A modern data platform shouldn’t just provide the ability to underpin a customer’s cloud operations, it should also integrate with the public cloud, enabling customers to take advantage of multi-cloud architectures for application development, deployment, data protection, and disaster recovery (DR). And when integrating with the public cloud, that should be a native integration, enabling full access to the public cloud’s PaaS services, for the ultimate in multi-cloud agility. That’s our vision, and today we’re announcing the first step in delivering on that vision: Purity CloudSnap.
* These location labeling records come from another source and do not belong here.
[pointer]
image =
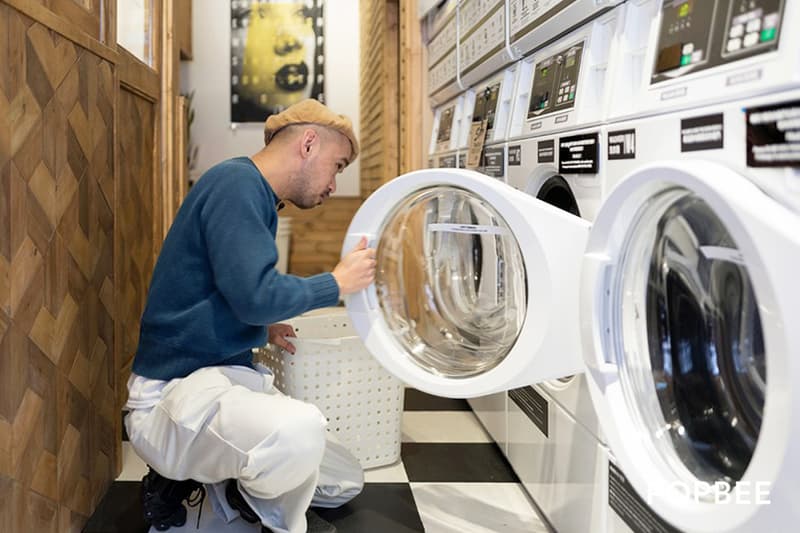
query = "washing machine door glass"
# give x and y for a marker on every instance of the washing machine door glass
(451, 281)
(476, 284)
(691, 332)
Cloud-Era Flash: “The Year of Software” Launch Blog Series
From the early days, Purity Snapshot has been one of the (many) built-from-scratch-for-flash data services that has differentiated Pure. Purity is a metadata monster (by the very nature of dealing with data reduction and flash management), and ultra-efficient low-overhead snapshots fall logically out of the architecture. Snapshots are used widely for data protection, test/dev, and VM cloning workflows, and our asynchronous replication solution leverages them as well.
Customer use cases for snapshots have been evolving, especially in the world of data protection and DR. In the 2000s we saw tape/truck protection workflows move to disk-to-disk-to-tape. Now, with the public cloud providing access to low-cost and offsite storage for retention, as well as on-demand compute for DR, we see more customers wanting to move to flash-to-flash-to-cloud as their protection and DR strategy.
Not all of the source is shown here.